After centuries of absence, wolves were first spotted back in Switzerland in 2012.
Since then their population has continued to grow. It was estimated that there were around two dozen packs at the start of this year, with some 250 individual wolves counted.
And while nature preservation groups hail it as a win for nature, farmers aren’t happy as attacks on their sheep herds have also risen.
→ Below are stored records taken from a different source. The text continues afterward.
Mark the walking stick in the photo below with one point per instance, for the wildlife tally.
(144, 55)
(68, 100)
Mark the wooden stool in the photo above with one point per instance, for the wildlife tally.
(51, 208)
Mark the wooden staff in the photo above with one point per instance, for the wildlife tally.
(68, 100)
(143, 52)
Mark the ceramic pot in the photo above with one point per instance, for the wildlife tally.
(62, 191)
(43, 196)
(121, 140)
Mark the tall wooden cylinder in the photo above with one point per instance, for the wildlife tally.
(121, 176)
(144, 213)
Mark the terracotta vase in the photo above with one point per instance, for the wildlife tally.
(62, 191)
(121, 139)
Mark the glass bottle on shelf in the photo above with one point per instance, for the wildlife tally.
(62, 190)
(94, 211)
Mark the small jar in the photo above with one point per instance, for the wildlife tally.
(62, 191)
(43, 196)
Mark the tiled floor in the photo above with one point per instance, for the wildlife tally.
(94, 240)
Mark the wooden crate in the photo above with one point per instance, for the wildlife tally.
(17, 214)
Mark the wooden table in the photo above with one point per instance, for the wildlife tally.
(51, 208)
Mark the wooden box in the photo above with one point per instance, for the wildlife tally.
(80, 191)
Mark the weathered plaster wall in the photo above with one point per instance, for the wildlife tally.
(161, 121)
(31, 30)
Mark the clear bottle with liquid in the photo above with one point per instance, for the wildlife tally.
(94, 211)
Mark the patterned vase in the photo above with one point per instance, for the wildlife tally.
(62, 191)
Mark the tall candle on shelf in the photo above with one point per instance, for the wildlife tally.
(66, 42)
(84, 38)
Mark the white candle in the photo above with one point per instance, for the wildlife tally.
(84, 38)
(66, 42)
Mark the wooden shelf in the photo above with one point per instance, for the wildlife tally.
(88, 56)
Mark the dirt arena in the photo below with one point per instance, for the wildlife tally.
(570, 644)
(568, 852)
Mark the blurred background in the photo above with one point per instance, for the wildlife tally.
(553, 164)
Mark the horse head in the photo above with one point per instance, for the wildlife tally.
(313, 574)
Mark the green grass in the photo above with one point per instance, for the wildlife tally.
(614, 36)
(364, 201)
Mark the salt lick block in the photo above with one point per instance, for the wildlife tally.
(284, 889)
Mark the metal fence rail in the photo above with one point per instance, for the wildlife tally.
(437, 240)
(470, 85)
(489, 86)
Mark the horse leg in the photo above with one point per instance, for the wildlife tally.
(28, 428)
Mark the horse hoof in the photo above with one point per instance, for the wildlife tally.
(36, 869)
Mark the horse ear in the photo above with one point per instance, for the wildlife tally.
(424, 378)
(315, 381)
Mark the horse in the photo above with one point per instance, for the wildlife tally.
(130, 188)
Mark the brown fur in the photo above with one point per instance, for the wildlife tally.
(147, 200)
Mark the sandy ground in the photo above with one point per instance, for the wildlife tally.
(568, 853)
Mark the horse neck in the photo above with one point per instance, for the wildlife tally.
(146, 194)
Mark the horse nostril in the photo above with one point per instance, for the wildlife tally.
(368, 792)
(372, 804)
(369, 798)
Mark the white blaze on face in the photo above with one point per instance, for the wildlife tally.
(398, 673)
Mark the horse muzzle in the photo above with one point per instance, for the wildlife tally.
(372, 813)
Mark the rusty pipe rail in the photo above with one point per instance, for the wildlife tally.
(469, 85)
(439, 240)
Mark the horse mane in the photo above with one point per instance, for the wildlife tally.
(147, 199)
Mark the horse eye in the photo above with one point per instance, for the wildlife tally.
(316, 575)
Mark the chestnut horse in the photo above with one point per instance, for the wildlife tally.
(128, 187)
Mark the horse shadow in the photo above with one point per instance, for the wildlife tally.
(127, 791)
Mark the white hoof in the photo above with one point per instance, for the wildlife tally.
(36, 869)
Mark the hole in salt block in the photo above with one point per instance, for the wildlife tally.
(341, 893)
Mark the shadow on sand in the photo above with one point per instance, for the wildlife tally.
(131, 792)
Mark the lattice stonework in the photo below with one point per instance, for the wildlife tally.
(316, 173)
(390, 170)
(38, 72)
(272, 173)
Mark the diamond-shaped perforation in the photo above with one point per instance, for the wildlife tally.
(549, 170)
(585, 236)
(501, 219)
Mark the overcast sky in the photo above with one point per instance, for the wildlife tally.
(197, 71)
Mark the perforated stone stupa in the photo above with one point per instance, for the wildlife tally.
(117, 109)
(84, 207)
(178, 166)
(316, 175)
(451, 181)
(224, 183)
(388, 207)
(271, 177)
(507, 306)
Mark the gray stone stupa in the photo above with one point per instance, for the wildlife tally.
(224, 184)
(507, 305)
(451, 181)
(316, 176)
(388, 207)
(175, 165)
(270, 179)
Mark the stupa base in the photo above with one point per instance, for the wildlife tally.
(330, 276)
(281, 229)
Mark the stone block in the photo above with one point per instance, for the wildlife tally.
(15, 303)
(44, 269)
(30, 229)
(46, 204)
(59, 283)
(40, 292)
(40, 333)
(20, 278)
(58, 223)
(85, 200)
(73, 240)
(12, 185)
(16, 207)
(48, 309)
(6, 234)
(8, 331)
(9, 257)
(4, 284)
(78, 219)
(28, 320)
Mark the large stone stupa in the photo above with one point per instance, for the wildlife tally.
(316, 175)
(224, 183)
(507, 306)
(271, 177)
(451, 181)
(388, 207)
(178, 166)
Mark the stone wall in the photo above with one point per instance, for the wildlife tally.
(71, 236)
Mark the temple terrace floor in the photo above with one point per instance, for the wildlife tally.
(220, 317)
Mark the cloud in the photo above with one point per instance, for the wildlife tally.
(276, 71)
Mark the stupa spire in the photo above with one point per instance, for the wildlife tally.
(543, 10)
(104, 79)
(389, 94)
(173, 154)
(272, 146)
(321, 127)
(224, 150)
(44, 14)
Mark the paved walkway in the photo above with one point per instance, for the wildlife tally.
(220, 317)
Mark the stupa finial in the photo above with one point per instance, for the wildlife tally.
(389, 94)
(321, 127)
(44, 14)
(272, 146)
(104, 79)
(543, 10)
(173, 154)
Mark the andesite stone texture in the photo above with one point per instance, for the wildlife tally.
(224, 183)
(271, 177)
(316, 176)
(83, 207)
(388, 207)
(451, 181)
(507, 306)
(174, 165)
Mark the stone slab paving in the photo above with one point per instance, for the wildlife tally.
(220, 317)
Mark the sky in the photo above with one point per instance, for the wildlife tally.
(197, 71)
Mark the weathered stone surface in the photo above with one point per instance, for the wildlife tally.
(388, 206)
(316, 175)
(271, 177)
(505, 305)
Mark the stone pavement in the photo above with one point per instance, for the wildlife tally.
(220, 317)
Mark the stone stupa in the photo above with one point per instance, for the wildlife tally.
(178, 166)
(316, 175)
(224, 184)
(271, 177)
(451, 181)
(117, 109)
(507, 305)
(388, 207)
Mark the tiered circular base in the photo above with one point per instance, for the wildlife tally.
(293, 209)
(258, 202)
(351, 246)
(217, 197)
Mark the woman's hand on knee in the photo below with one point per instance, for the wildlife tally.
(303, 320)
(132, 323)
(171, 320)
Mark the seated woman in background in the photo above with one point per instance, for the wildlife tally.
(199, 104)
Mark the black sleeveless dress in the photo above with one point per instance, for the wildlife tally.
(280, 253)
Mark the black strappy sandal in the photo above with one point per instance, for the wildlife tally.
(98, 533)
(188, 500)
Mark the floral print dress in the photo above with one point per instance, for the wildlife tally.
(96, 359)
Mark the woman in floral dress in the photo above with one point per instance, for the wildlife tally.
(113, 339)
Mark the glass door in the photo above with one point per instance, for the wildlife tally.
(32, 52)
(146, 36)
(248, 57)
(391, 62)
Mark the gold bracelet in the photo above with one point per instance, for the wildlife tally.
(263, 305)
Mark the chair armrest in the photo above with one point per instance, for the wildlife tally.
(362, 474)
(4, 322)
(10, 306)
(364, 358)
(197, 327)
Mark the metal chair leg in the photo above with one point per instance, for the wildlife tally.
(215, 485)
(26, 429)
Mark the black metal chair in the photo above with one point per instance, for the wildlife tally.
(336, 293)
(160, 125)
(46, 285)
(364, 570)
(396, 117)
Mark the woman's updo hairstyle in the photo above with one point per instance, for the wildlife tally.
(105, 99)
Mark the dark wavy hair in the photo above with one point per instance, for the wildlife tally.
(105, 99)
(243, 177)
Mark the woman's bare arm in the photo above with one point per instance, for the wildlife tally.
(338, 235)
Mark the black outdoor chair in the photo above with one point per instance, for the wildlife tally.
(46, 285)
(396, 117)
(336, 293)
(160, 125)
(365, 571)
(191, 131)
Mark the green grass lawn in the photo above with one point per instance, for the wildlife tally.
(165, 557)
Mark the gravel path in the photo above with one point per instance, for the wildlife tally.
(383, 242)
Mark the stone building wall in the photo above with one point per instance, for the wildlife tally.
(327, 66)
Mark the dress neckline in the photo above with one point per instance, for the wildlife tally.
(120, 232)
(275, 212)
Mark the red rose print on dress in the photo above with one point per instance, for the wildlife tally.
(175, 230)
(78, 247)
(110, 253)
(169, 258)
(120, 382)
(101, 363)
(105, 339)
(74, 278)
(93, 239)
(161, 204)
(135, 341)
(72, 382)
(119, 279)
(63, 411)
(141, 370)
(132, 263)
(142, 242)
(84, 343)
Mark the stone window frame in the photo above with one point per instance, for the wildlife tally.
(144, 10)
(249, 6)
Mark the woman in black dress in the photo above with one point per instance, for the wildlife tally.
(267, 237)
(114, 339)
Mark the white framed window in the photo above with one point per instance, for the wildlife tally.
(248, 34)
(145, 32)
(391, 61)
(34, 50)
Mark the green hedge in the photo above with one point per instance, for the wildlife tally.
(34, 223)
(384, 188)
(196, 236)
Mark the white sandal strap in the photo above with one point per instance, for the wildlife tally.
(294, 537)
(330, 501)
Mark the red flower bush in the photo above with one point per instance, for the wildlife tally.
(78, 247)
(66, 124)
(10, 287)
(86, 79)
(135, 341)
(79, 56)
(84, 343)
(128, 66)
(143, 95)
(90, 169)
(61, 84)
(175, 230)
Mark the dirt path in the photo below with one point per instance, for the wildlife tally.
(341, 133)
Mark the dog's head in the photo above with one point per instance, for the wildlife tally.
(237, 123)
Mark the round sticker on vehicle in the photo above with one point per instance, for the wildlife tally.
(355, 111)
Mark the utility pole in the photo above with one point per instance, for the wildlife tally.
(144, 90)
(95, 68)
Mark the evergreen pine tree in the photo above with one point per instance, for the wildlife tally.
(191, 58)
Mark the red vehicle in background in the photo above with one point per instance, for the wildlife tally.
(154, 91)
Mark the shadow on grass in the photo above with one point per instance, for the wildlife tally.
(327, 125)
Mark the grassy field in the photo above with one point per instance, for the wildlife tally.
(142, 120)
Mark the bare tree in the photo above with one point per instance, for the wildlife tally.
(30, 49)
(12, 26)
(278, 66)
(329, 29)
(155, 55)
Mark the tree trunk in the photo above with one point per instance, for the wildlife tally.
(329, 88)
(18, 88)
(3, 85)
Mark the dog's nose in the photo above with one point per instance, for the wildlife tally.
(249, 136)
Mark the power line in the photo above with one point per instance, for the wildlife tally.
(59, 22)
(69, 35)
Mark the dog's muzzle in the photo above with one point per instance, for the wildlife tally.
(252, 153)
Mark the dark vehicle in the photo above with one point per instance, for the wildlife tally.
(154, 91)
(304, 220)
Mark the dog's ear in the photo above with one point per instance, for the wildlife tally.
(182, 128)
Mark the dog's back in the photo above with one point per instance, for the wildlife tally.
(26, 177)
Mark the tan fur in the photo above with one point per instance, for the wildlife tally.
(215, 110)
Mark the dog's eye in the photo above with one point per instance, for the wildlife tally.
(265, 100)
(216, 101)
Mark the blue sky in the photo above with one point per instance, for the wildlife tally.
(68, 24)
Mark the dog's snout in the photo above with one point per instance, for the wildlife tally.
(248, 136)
In 2022, 1,480 farm animals were killed by wolves in Switzerland alone.
In response, Swiss authorities, who last year authorised the cull of 24 wolves and population control of a further four packs, last month relaxed the rules for hunting the protected species.
And with news of wolf attacks on livestock dominating the summer headlines, the Swiss Farmers’ Union has urged more hunting permits to be issued to take advantage of the laxer ordinance.
Biologist Jérémie Moulin came up with an idea to protect the wolves, whilst appeasing the farmers.
How are volunteers protecting wolves and sheep?
The Organization for the Protection of Alpine Pastures (OPPAL) is a Swiss NGO which protects wolves by helping to chase them away from sheep.
Jérémie co-founded the organisation in a bid to help promote and improve cohabitation between wildlife and human activities, at a time when swelling wolf populations had emotions running high.
Protecting wolves in Switzerland
Aliki Buhayer-Mach and her husband, François Mach-Buhayer, are among the hundreds of volunteers working for OPPAL.
A biologist and a leading cardiologist by profession, they form an unlikely shepherd couple, spending the night watching over 480 sheep in remote Swiss mountains near the Italian border.
“Our goal is that by the end of the summer season, the livestock are still alive… and the wolves too,” says OPPAL director Jérémie Moulin.
Using a powerful torch, Aliki momentarily drenches a nearby mountain top in light, straining to see if wolves are lurking in the shadows.
If the predator were to get past the electric wires stretched around this high altitude pasture in the Swiss Alps, the 57-year-old biologist knows “it would be a massacre”.
How to scare off wolves
The couple began volunteering right from the creation of OPPAL, and now do two five-day stints in various locations every summer.
“It’s our vacation time,” François said, looking around the desolate spot, reached after a four hour drive from Geneva and a nearly two hour hike up a steep, rocky path.
At 2,200 metres (7,200 feet) above sea level, temperatures quickly plunge as the sun sets.
Using a tarp, the couple have created a lookout shelter, equipped with camping chairs, thermal blankets and a propane coffee maker to get them through the night.
François explains that it’s best to work in pairs. One person uses binoculars from a vantage point to look out for danger whilst another patrols closer to the flock with a flashlight and whistle.
A bright light and a loud whistle is enough to scare off a wolf, according to François.
All through the freezing cold night, they take turns scanning the horizon with thermal, infrared binoculars every 15 minutes for signs of animals moving towards the flock of resting sheep, their bells chiming softly in the darkness.
“You have to look often, and you have to look well,” Aliki said, “because the wolf can see us in the darkness and knows when to try its luck. And when it moves, it moves extremely fast.”
Can you really protect sheep from wolves?
Up to 400 volunteers are taking part in OPPAL’s monitoring programme this summer, spending nights camped out in mountain pastures, watching over grazing sheep and calves.
Shepherd Mathis von Siebenthal appreciates the effort.
“It is such a big help,” he said after delivering the flock to Aliki and Francois for the night.
“If OPPAL were not here, I would be always… thinking if the wolf is coming or not. This way, I can go to sleep.”
OPPAL director Jérémie Moulin said volunteers on average chase off wolves once every 20 nights, with 32 such events registered last year.
“We may not change the farmers’ point of view, but we want to create collective knowledge, to get people to work together and foster dialogue,” he added.